株式会社ミルボンは、ヘアデザイナーを通じて、女性の美しい生き方を応援するために、ヘアカラー、ヘアケア、パーマ、スタイリングを中心とした製品の開発と販売を行っています。プロの美容師がサロンで使用する高品質な製品を提供するプロユース市場に特化し、日本国内ではトップクラスのシェアを誇っています。アメリカ、中国、韓国、タイの子会社に加え、台湾、香港、ベトナム、ドイツなど世界8カ所に駐在事務所を設け、「日本発の世界No.1プロフェッショナルグローバルメーカー」を目指しています。
ユーザビリティに優れ、かつセキュリティ面で安心できるコミュニケーションツールとして、LINE WORKSを導入した情報システム部門の伊藤さん、経営戦略部門の竹渕さんにお話をうかがいました。

事業内容とみなさんの役割を教えてください。

- 伊藤さん:
当社はヘアケア化粧品の開発および販売を行っています。特徴的なのは、当社で扱うすべての製品がサロン専売品であるという点です。コンシューマー向けに、ドラッグストアなどで販売するといった販路は持っておりません。国内シェアの20%を目標に、プロのデザイナーに高品質な製品を提供しています。 私は情報システム部門で、社内システムや社用iPhoneの管理、そして今回のLINE WORKSの導入から運用管理までを担当しています。

- 竹渕さん:
私はコーポレートブランドマネジャーとして、ミルボンのブランド価値を高めるために、プロモーションとマーケティングの領域に関わっています。Web、デジタル、SNS、オウンドメディアなどの企画や、コーポレートアイデンティティ保護のためロゴなどを管理するのが主な業務です。

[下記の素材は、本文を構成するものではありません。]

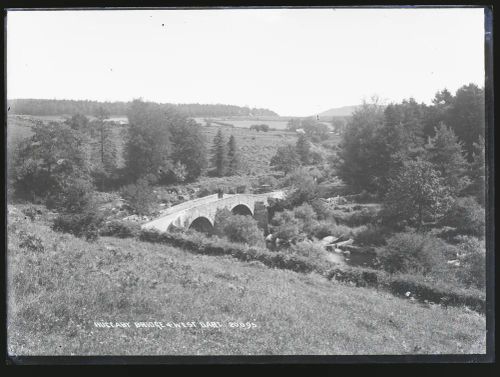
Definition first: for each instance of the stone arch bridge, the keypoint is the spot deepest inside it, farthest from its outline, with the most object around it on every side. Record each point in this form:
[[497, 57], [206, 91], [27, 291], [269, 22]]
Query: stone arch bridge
[[200, 213]]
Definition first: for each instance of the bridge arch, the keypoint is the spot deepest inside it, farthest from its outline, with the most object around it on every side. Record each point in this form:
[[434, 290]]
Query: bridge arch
[[242, 209], [202, 224]]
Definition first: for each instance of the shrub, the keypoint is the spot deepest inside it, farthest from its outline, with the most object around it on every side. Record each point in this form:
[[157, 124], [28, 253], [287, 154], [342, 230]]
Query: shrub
[[30, 242], [323, 228], [32, 212], [372, 235], [413, 253], [85, 224], [307, 216], [322, 209], [121, 229], [74, 195], [361, 217], [139, 196], [284, 225], [238, 228], [467, 216], [309, 249], [472, 257]]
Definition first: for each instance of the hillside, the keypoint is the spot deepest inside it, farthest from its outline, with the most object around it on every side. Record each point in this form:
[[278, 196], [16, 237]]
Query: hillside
[[338, 111], [52, 107], [60, 286]]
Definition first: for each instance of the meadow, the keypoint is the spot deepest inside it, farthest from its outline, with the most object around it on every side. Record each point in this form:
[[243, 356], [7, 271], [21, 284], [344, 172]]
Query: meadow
[[277, 123], [256, 148], [60, 285]]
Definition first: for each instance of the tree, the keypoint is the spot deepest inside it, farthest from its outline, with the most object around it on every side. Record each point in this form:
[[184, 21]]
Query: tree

LINE WORKS導入以前に課題となっていたのはどのような点ですか。

- 伊藤さん:
LINE WORKSを導入する以前は、社内向けコミュニケーションツールがありませんでした。当社では2012年からMicrosoftのOffice 365を活用しており、ほかにも情報共有のためのツールを整えてきましたが、コミュニケーションツールという点では十分ではありませんでした。機密情報の取扱いという観点から、個人IDでのLINEの使用は奨励できないものの、急ぎのときなどは、LINEに頼ってしまう社員も多くいました。通常のやり取りは、基本的に電話かPCメールで行っていましたが、何かトラブルが生じてからでは遅いので、会社として責任の持てる体制を整備しておく必要があり、LINEに代わるコミュニケーションツールを探していました。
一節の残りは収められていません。